Presented By O'Reilly and Cloudera
Make Data Work
Feb 17–20, 2015 • San Jose, CA

Top Ten Pitfalls to Avoid in a SQL-on-Hadoop Implementation

Monte Zweben (Splice Machine Inc.)
4:00pm–4:40pm Friday, 02/20/2015
Hadoop Platform
Location: 210 C/G
Slides:   1-PPTX 

SQL-on-Hadoop solutions have been a growing force in the Big Data marketplace because of their ability to include a SQL layer, or even a full SQL database, on top of Hadoop. SQL-on-Hadoop delivers many benefits for Hadoop, such as integration with existing SQL and BI tools, as well as the bypassing the need to program in Java and MapReduce. SQL also eliminates the need to retrain armies of data and business analysts at many companies

With the increased traction of SQL-on-Hadoop technology, we are seeing more and more enterprises add it to their database environment. Increased adoption has led many companies to uncover similar issues as they transition workloads from familiar systems like Oracle, IBM DB2 and MySQL to the unfamiliar realm of Hadoop.

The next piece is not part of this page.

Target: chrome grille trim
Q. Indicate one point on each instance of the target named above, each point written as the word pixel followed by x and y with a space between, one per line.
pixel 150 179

From data ingestion and data types to SQL coverage and joins, there are many issues that can slow – or prevent – users from seeing benefits of the new systems.
In this talk, we’ll review ten of the most common pitfalls that SQL-on-Hadoop users encounter, and then discuss how to avoid them. Topics that we’ll cover include:

  • How do I avoid constantly restarting ETL pipelines?
  • Why do my joins break and why I do I need so much memory?
  • Why does my storage footprint triple in size?
  • How can I express my query with limited dialects of SQL?
  • How can I clean my data without causing full data reloads?
  • How do I complete my ETL without causing reporting downtime?
  • How do I query across both structured and unstructured data?
  • When should I create schema or structure? On ingest? On read?

The goal of this talk is to provide current and future adopters of SQL-on-Hadoop solutions with valuable knowledge that will help them experience the value of SQL-on-Hadoop with greater ease of implementation and smoother ongoing operations.

Photo of Monte Zweben

Monte Zweben

Splice Machine Inc.

Monte Zweben is the CEO and co-founder of Splice Machine, provider of the only Hadoop RDBMS. A SQL-on-Hadoop solution, Splice Machine has helped many companies scale real-time applications using commodity hardware without application rewrites.

A technology industry veteran, Monte’s early career was spent with the NASA Ames Research Center as the Deputy Chief of the Artificial Intelligence Branch, where he won the prestigious Space Act Award for his work on the Space Shuttle program. Monte then founded and was the Chairman and CEO of Red Pepper Software, a leading supply chain optimization company, which merged in 1996 with PeopleSoft, where he was VP and General Manager, Manufacturing Business Unit.

In 1998, Monte was the founder and CEO of Blue Martini Software – the leader in e-commerce and multi-channel systems for retailers. Blue Martini went public on NASDAQ in one of the most successful IPOs of 2000, and is now part of JDA. Monte is also the co-author of Intelligent Scheduling and has published articles in the Harvard Business Review and various computer science journals and conference proceedings.

Zweben currently serves on the Board of Directors of Rocket Fuel Inc. as well as the Dean’s Advisory Board for Carnegie-Mellon’s School of Computer Science.